Au final, la seule option viable – outre celle de l’unique mandat de rédiger la constitution d’un Québec indépendant – demeure l’idée de proposer un seul projet de constitution avec une question distincte sur l’indépendance. Celle-ci a l’avantage de formuler un projet politique favorisant l’unité de la délibération publique et la clarté du processus, tout en laissant la possibilité de voter de manière distincte sur un article qui ne fait pas consensus. De plus, un scénario semblable a déjà été expérimenté ailleurs dans le monde récemment. Par exemple, l’assemblée constituante islandaise de 2011 présenta six questions à la population : la première portait sur le désir des citoyens d’avoir une nouvelle constitution, alors que les autres portaient sur des articles plus controversés comme la propriété collective des ressources naturelles ou le maintien de l’Église luthérienne nationale.
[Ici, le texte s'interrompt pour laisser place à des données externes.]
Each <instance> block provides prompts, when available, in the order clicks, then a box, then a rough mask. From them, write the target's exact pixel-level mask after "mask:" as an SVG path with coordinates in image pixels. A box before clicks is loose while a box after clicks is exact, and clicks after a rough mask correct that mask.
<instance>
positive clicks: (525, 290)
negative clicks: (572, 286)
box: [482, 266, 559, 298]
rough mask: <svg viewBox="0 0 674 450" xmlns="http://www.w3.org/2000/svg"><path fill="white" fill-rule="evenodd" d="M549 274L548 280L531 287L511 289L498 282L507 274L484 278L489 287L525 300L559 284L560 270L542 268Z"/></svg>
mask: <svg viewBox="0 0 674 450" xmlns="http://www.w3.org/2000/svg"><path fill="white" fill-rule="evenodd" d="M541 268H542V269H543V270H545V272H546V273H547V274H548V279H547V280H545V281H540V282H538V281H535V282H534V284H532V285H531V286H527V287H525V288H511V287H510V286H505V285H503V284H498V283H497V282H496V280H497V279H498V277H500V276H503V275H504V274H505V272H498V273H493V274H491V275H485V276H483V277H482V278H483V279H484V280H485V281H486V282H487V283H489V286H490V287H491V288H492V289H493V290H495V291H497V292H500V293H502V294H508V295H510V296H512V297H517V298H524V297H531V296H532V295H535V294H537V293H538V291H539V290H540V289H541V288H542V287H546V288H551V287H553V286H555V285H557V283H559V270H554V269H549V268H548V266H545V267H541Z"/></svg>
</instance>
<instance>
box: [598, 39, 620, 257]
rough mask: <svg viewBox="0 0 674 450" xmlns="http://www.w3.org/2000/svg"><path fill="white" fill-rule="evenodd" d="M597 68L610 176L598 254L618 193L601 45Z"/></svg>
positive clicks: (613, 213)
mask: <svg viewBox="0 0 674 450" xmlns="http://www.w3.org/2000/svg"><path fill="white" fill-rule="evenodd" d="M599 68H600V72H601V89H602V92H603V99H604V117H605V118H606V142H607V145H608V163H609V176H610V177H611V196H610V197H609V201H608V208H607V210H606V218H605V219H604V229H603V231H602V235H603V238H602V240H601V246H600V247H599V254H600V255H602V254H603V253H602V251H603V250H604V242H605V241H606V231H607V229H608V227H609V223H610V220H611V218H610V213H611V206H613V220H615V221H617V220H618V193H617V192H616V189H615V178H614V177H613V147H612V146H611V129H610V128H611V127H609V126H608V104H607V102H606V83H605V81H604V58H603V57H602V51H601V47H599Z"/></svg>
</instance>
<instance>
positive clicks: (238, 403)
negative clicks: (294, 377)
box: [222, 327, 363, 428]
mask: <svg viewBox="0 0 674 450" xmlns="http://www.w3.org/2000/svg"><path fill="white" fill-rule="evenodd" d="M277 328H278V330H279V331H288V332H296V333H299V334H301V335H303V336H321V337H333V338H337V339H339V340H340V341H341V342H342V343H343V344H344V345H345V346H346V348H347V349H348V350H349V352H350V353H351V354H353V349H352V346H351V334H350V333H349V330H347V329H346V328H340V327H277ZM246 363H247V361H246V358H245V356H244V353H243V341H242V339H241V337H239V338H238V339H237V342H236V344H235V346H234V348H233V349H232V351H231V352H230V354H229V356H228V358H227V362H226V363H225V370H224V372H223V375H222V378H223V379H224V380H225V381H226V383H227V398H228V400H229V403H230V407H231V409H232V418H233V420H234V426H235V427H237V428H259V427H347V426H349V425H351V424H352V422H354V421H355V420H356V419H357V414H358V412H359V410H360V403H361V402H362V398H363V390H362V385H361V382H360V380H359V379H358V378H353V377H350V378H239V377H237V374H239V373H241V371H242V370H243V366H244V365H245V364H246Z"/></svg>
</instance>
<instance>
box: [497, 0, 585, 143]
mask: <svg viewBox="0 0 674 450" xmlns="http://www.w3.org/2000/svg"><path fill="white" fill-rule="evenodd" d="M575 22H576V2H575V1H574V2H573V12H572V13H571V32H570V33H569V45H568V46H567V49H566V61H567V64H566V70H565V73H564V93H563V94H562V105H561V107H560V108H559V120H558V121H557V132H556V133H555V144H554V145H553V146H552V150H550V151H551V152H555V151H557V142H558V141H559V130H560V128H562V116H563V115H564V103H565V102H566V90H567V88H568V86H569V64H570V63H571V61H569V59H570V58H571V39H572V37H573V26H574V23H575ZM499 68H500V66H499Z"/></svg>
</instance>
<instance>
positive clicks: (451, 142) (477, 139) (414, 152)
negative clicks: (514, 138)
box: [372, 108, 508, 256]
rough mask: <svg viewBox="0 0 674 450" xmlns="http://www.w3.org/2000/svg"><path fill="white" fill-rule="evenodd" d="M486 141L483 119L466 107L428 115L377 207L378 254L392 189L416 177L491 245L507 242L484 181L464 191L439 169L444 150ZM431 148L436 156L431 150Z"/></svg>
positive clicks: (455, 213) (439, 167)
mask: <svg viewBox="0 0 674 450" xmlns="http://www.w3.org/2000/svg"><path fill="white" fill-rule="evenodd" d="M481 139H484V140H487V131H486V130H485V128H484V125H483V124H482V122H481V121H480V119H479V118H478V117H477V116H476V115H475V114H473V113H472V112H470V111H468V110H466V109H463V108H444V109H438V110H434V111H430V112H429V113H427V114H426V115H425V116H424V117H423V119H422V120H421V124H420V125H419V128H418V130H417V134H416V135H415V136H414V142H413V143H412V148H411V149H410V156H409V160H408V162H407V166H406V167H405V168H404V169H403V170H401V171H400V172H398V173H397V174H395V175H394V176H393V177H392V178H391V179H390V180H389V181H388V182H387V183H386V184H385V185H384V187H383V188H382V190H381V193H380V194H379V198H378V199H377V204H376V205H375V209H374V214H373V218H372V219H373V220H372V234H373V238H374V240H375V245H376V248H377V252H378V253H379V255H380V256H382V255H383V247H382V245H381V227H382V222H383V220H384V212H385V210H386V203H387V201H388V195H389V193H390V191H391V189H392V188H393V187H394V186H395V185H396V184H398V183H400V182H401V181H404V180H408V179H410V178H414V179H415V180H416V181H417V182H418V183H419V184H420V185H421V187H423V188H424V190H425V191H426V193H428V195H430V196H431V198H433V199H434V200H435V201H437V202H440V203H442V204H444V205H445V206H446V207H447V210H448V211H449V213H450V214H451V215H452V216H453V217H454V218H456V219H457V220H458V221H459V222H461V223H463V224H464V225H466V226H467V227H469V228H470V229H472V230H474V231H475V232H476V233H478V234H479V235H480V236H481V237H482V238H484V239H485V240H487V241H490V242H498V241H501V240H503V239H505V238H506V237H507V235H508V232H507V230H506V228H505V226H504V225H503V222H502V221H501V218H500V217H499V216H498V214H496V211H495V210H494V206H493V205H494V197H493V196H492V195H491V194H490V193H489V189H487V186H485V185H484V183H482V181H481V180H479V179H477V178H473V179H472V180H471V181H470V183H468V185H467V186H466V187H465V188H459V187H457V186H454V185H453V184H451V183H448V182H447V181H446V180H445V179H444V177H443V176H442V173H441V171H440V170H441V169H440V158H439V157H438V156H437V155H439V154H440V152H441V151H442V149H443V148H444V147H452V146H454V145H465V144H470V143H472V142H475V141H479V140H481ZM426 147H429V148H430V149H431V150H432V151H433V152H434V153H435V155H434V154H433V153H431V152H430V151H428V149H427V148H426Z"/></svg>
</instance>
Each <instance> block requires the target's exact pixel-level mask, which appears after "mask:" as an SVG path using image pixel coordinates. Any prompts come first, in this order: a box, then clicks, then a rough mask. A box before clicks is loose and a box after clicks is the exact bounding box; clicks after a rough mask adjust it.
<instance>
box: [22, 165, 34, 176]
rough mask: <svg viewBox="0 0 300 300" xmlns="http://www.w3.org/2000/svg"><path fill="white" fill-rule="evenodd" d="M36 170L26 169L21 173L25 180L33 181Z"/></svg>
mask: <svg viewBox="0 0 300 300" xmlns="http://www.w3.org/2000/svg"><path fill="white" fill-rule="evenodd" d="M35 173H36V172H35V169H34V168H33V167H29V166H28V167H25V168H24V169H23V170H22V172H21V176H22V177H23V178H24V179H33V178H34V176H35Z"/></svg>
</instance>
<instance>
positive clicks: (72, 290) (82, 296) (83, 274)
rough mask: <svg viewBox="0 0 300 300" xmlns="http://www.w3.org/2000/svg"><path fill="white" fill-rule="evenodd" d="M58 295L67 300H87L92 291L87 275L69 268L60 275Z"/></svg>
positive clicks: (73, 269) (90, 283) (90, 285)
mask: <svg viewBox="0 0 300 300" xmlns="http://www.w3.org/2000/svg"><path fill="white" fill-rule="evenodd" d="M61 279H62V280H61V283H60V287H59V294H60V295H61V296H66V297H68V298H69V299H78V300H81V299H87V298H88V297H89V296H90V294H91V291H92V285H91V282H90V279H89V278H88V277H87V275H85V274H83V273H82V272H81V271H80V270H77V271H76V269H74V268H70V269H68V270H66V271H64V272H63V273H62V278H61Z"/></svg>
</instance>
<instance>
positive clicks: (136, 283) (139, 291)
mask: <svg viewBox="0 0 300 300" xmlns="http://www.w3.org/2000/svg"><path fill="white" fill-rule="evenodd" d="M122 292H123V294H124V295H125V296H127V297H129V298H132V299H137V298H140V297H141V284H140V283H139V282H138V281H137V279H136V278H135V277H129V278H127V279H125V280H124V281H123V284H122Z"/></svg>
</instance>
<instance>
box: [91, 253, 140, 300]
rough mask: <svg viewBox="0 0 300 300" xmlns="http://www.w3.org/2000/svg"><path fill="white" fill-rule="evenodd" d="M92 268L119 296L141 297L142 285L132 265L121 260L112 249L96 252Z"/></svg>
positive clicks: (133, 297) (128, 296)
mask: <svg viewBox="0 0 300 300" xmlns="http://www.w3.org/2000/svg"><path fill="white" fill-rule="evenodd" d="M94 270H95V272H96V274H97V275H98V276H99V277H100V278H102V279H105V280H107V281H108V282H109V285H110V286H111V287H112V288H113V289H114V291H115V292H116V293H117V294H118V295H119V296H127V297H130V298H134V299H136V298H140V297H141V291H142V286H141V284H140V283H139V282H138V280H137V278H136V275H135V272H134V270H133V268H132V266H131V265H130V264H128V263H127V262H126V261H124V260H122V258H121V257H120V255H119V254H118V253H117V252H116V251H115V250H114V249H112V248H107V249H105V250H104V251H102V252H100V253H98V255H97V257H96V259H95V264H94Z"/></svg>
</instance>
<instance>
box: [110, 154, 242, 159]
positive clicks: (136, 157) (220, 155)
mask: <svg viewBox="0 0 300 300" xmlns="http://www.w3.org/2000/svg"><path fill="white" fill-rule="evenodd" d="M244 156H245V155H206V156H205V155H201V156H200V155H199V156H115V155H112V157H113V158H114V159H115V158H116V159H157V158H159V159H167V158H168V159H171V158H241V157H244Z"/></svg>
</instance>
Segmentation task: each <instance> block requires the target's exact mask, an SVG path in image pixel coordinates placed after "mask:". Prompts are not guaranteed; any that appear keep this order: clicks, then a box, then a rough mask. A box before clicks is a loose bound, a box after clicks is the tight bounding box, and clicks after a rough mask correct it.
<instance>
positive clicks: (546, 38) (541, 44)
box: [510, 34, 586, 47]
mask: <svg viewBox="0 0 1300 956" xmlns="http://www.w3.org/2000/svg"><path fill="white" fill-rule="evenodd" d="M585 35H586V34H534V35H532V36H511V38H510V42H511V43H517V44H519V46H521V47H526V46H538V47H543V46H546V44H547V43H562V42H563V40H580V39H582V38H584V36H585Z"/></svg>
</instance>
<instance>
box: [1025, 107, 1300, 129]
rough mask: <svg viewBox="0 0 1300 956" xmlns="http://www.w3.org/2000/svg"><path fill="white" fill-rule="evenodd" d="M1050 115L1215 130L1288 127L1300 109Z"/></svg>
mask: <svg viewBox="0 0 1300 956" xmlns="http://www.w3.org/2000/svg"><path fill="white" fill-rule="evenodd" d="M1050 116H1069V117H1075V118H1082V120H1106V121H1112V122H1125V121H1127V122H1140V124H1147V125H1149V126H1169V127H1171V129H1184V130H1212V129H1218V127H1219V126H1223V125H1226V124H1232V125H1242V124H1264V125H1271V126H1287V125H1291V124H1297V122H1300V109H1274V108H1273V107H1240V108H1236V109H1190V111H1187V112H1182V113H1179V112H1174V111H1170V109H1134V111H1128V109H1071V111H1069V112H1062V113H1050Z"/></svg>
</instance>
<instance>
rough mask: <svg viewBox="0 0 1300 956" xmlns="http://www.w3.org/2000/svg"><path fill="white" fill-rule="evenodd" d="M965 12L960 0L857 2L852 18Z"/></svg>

Bien qu’il soit possible d’avoir un référendum avec un grand nombre de questions, le problème de la « liste d’épicerie » milite en faveur d’un nombre minimal de questions. C’est pourquoi  le Québec pourrait également s’inspirer de la consultation populaire sur l’avenir politique de la Catalogne de novembre 2014, où les citoyens devaient répondre à deux questions : 1. « Voulez-vous que la Catalogne devienne un État ? » 2. « En cas de réponse affirmative, voulez-vous que cet État soit indépendant ? » Le Sí-Sí avait alors remporté 80,98% des voix, bien qu’il s’agissait d’un vote non contraignant à cause de l’interdiction de la Cour suprême espagnole. Pour résumer, si nous écartons le scénario des multiples constitutions, voici les deux seules options crédibles, viables et démocratiques qui s’offrent à nous :

Option A : L’assemblée constituante aura pour mandat d’élaborer un projet de constitution d’un Québec indépendant, définissant les valeurs, les droits et les principes sur lesquels doit reposer la vie commune, ainsi que ses institutions, les pouvoirs, les responsabilités et les ressources qui leur sont délégués. […] Le projet de constitution sera soumis à la population par référendum, ce qui marquera la fin du processus.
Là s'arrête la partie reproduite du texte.